Non-uniform Light Source Intensities: To record images under different light intensities and directions, we use controllable light sources whose brightnesses can be manually controlled by the gain of power supply. The camera setting, such as shutter speed and aperture, are all fixed in this experiment, and a linear sensor response is used. In this experimental setting, we recorded 20 images for each static scene. The results are summarized in Fig. 5, in which the estimated surface normal and their 3D reconstruction using [25] are presented. As shown in the figures, our methods properly handle the varying light source intensities compared to Frobenius-norm, L1-norm and CBR methods, with which severe distortions are observed in their reconstructed surfaces.

Fig. 5.
figure 5

Result of varying light source intensities case. From left to right, one of input images, results from Frobenius-norm, L1-norm, CBR [24], linear joint estimation, factorization and alternating minimization (AM) methods are shown.

Auto-exposure: When auto-exposure is used, the shutter speed and/or aperture size of a camera is automatically adjusted to record well-exposed images according to the amount of incoming light. While it increases SQNR, it results in the non-uniform intensity setting.

For this experiment, we recorded 20 images of each static scene with auto-exposure. Figure 6 shows the comparative result. As shown in the figure, our methods consistently yield higher quality outputs than the other methods because our method explicitly accounts for the non-uniform exposures.

Fig. 6.
figure 6

Result of auto-exposure case. From left to right, one of input images, results from Frobenius-norm, L1-norm, CBR [24], linear joint estimation, factorization and alternating minimization (AM) methods are shown.

Mobile Phone Cameras: Our method is suitable for uncontrollable cameras like many of mobile phone cameras, where we cannot turn off the auto-exposure setting.
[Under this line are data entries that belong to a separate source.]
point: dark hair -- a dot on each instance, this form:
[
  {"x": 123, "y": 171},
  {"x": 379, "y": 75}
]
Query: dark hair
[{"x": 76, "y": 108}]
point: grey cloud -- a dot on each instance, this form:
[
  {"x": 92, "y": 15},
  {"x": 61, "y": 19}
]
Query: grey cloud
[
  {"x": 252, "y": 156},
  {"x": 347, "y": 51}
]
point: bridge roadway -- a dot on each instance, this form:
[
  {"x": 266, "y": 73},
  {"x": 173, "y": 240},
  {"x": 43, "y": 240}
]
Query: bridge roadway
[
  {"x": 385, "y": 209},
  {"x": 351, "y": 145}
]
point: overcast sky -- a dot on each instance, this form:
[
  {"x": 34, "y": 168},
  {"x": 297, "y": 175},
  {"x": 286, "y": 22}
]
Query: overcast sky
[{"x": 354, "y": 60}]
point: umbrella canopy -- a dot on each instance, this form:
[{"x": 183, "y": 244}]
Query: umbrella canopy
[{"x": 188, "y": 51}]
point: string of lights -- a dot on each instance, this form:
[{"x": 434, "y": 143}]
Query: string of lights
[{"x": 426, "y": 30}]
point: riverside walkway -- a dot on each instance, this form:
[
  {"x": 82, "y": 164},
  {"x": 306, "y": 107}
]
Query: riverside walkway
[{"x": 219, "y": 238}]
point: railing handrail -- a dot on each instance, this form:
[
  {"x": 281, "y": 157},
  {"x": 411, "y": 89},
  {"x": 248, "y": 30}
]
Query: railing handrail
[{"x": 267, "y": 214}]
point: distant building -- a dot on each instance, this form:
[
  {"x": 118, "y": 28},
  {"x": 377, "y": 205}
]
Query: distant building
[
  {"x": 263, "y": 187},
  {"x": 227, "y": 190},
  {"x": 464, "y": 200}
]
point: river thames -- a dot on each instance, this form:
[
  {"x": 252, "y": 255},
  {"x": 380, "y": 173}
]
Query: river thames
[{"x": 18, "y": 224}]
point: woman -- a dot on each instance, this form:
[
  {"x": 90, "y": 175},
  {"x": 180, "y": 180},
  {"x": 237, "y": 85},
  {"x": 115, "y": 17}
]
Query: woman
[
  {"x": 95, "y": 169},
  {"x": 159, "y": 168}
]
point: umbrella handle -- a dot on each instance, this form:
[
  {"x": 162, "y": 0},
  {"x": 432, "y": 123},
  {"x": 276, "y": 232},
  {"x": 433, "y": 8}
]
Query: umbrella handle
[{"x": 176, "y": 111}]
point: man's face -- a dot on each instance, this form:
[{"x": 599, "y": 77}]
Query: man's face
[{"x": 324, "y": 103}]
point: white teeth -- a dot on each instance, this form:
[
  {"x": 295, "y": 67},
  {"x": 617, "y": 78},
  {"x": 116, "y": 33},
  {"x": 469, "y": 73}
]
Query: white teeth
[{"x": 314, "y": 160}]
With such cameras, recorded images are in the condition of non-uniform exposures across images. From recorded images from a mobile phone camera, we linearize the intensity observations using the method of [26] as preprocessing. Figure 7 shows the surface normal estimates and their 3D reconstructions. While the 3D reconstructions of conventional methods are severely deformed, our methods show better reconstructions in general. The linear joint estimation method suffered from the outliers in this case, but that is not observed in factorization based and AM methods.

Fig. 7.
figure 7

Result using a mobile phone camera. Top: estimated surface normal, bottom: 3D reconstruction. Our methods (linear joint estimation, factorization, and alternating minimization (AM) methods) produce more faithful results than the conventional methods.

7 Conclusion

This paper described photometric stereo methods that can handle the non-uniform light source intensities and exposures across images. We showed the effect of varying light intensity conditions in photometric stereo that is relevant in practical settings. We then developed solution methods that explicitly account for the non-uniform light intensities and exposures; namely, linear joint estimation, factorization based, and alternating minimization methods. The linear joint estimation and factorization based methods are simple and easy to implement, they occasionally suffer from numerical instability due to un-modelled observations. The alternating minimization method showed a greater robustness over these techniques, while retaining the efficiency in computation. They are all effective in the non-uniform intensities setting compared to methods that neglect the effect of the setting. We further illustrate that our proposed methods can benefit from auto-exposure, with which measurements with a greater SQNR can be obtained. Our experiments on synthetic and real-world examples show the importance of properly handling varying light intensities and exposures.